Annotation Guidelines

Version 1

Stephen Mayhew, November 2022, based on NorNe guidelines

1. What is an annotation?

An annotation is “a markup of a text span in a specific format that indicates a feature or features of the text within the span.” (MUC-7)

In addition to a span, all annotations have a type: e.g. person, location, organization.

2. What should be annotated?

In the Universal Dependencies NER project we annotate named entities. All names of people (fictional and real), organizations, and locations that are found in the texts should be annotated.
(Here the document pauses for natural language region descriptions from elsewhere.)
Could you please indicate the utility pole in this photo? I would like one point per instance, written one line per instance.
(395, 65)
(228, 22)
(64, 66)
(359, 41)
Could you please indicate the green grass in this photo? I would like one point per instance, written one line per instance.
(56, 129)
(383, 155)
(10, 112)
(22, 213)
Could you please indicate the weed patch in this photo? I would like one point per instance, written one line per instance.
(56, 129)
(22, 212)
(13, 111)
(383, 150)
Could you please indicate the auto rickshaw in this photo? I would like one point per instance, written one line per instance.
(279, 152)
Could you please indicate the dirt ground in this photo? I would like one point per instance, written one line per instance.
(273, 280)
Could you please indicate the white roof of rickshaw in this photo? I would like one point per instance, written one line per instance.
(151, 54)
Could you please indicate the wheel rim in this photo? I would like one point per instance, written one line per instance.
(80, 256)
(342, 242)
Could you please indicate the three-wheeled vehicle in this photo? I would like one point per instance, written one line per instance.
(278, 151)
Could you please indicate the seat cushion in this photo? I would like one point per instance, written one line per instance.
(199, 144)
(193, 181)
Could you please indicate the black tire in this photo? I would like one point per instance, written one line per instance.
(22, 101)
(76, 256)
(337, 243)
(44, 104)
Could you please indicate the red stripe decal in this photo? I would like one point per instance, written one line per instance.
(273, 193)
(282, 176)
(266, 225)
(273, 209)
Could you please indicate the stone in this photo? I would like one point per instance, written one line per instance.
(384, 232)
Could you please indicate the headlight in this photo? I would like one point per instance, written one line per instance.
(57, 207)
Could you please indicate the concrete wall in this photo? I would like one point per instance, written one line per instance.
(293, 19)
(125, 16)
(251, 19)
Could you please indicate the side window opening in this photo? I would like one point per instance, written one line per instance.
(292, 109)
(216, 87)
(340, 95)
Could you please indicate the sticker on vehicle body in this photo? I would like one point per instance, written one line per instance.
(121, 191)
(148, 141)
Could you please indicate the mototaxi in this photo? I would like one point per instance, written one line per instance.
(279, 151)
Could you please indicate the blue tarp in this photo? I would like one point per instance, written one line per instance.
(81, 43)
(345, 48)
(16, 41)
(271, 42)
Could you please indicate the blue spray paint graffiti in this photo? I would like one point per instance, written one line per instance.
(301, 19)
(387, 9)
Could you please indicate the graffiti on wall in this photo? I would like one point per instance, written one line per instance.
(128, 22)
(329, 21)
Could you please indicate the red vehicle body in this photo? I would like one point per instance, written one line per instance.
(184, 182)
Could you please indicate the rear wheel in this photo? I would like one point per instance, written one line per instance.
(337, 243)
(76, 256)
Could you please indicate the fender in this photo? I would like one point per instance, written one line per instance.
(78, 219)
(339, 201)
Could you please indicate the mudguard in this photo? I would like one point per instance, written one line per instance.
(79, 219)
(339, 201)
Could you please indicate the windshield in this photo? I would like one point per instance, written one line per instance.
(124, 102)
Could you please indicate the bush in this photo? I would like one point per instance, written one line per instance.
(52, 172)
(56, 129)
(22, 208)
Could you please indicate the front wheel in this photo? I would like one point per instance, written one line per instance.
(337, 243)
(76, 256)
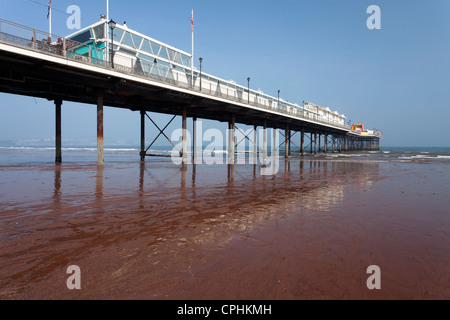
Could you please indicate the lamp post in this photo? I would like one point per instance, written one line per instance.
(248, 81)
(201, 60)
(112, 25)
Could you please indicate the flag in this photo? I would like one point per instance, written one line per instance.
(49, 8)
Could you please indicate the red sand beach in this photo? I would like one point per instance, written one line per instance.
(158, 231)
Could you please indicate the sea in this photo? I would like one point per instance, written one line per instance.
(356, 225)
(45, 154)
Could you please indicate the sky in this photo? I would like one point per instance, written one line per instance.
(395, 79)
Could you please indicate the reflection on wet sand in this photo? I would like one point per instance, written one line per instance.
(153, 228)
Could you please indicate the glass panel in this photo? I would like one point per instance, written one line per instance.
(127, 40)
(186, 60)
(177, 58)
(146, 47)
(118, 33)
(146, 66)
(145, 57)
(163, 63)
(137, 41)
(171, 54)
(128, 51)
(163, 53)
(155, 48)
(99, 32)
(82, 37)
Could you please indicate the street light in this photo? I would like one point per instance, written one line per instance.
(201, 60)
(248, 81)
(112, 25)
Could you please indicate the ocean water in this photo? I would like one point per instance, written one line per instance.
(157, 230)
(35, 155)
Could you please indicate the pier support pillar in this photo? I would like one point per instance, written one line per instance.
(142, 153)
(333, 144)
(274, 142)
(315, 143)
(58, 153)
(319, 144)
(194, 139)
(100, 130)
(302, 142)
(255, 143)
(287, 142)
(231, 142)
(265, 144)
(184, 138)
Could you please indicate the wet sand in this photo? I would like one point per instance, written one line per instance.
(161, 231)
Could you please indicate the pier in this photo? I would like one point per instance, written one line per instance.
(107, 64)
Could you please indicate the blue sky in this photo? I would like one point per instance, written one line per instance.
(396, 79)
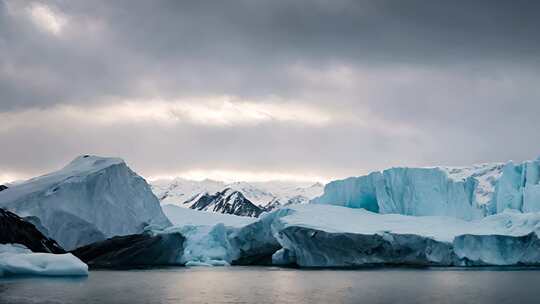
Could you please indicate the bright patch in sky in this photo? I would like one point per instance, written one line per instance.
(45, 18)
(218, 112)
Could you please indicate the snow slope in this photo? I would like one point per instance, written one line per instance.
(90, 199)
(466, 193)
(269, 195)
(227, 201)
(16, 259)
(180, 216)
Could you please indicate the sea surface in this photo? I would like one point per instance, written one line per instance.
(280, 285)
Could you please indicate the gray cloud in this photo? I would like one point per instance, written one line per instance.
(461, 76)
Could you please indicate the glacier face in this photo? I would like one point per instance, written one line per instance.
(90, 199)
(332, 236)
(467, 193)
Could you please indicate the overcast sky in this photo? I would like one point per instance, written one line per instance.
(309, 90)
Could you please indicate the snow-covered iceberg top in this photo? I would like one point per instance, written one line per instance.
(78, 168)
(16, 259)
(90, 199)
(463, 192)
(336, 219)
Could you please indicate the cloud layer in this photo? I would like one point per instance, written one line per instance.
(289, 88)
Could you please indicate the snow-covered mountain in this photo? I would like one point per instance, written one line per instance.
(466, 192)
(252, 196)
(227, 201)
(90, 199)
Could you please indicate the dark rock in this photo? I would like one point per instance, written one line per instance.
(316, 248)
(134, 250)
(227, 201)
(14, 229)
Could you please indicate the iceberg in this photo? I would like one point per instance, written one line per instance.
(90, 199)
(145, 249)
(16, 259)
(333, 236)
(467, 193)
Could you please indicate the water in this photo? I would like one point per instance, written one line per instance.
(278, 285)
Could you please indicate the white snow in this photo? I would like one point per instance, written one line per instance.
(180, 216)
(179, 190)
(442, 228)
(16, 259)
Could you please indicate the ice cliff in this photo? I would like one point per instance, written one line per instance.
(467, 193)
(90, 199)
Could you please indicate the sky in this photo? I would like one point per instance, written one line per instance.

The main rules of thumb for annotating something as a name are:

  • The word is or contains a proper noun
    • ‘Michael Jordan’ is composed of two consecutive proper noun tokens with a single reference
    • Names may include words which are not proper nouns, e.g. prepositions, as in ‘John of Burgundy’
    • ‘Pearl Harbor’ is a name of a location, yet it consists of two common nouns, “pearl” and “harbor”
  • The word has a unique reference, i.e. it points to a single thing in the world
  • The reference is constant over time
    • ‘Tottenham goalkeeper’ is not a Person name, as its reference will change over time
    • ‘Al Yankovic’ is a name, as its reference does not change

Some examples which are regarded names:

  • Names: E.g., ‘Charlie Chaplin’, Chaplin’, ‘Charlie’
  • Initials: E.g. ‘C.C.’ or ‘CC’
  • Spelling mistakes: E.g. ‘Charie Chaplin’
  • All orthographic variations E.g. ‘charlie chapline’, ‘Charlie CHAPLIN’
  • Names of fictional characters: ‘Bilbo Baggins’, ‘Hercule Poirot’, ‘Ryan North’
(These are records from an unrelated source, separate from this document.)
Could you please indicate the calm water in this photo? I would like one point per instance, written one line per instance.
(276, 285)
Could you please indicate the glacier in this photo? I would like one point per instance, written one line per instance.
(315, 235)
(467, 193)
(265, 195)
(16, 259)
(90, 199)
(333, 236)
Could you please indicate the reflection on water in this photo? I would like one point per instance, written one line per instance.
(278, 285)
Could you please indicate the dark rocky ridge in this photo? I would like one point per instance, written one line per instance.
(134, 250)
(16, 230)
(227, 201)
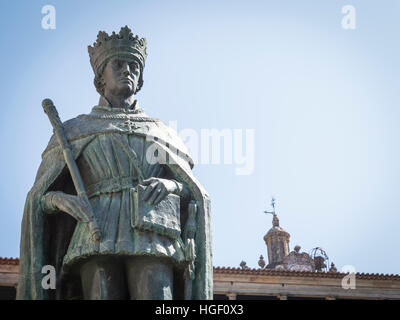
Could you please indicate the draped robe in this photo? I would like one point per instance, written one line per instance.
(98, 141)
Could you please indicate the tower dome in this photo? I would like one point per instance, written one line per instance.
(277, 241)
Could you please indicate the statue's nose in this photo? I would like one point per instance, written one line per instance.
(126, 71)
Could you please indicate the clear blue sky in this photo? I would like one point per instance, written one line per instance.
(323, 102)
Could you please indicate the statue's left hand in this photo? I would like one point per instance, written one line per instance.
(157, 189)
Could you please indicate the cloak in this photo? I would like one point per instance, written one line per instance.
(45, 237)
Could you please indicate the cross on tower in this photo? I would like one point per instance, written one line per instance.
(273, 207)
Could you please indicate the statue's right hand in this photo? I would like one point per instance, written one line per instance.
(73, 205)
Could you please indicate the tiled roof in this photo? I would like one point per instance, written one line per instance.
(9, 261)
(287, 273)
(269, 272)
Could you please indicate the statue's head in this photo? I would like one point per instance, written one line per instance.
(118, 61)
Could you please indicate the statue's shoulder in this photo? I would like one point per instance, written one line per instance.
(74, 129)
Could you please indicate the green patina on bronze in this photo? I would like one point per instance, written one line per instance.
(163, 237)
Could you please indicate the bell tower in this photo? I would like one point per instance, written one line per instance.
(277, 241)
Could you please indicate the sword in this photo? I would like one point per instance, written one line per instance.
(58, 128)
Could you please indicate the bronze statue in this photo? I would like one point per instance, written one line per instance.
(115, 207)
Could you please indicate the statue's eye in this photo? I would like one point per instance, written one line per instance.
(133, 66)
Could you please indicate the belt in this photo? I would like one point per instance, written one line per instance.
(111, 185)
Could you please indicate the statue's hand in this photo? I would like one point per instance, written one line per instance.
(157, 189)
(73, 205)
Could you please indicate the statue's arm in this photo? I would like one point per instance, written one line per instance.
(47, 204)
(181, 190)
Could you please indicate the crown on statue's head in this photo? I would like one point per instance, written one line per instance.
(121, 45)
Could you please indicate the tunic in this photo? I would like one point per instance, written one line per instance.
(109, 173)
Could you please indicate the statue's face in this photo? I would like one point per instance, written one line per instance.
(121, 77)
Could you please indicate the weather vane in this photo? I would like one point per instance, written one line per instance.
(273, 206)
Some examples which are regarded non-names:

  • Pronouns (he, her, they, them)
  • Expressions of time
  • Currencies (Euro, Kroner, Dollar, etc.)
  • Language names and nationalities (English, Spanish, German, Chinese)

2.1 Entity types

In this tagset, there are 3 entity types:

  • Person (PER)
  • Organization (ORG)
  • Location (LOC)

The same surface form can belong to different types due to different contexts (metonymy). Thus, the same name can refer to both the organization and the place where it is:

  • She worked for Theater Cafe(ORG), but they met at the Cafe Love(LOC).

“The White House” is a location when something happens there, and an organization when they decide something.

2.1.1 Entity type: Person

The person name category includes names of real people and fictional characters.

  • 10 Best Sonnets by William Shakespeare(PER)
  • You’re a mean one, Mr. Grinch(PER)
  • She reminds me of Red Riding Hood(PER)’s grandma.

Family names should be annotated as Person, even if they refer to several people.

  • We’ve been invited to the Baums’(PER) house tomorrow.
  • And, uninvited, the Brothers Grimm(PER)

Gods are also annotated as Persons, when capitalized and having a single reference

  • God(PER) plays a big role in life
  • Thor’s(PER) hammer is too heavy for me

When not having a single reference, it is not tagged:

  • God or not, Zlatan(PER) is the best.
  • After a long run, I feel like a god.

Do not tag animal names as persons:

  • The famous TV-dog Lassie
  • Bo Obama is a pet dog of the Obama(PER) family

Usernames should be annotated as Persons if they are used as names:

  • lolgrapeuk(PER) told me that thunderbiscuit(PER) is joining later

2.1.2 Entity type: Organization

Include any named collection of people, such as firms, institutions, organizations, pop groups, sports teams, unions, political parties etc.

  • CBS(ORG) bought BBC(ORG)
  • Pixar(ORG) created Monsters Inc.
  • The Department of Defense(ORG) is a top group in the US(LOC) government.
  • Having left the Republican Party(ORG), John Smith(PER) will head up United Airlines(ORG).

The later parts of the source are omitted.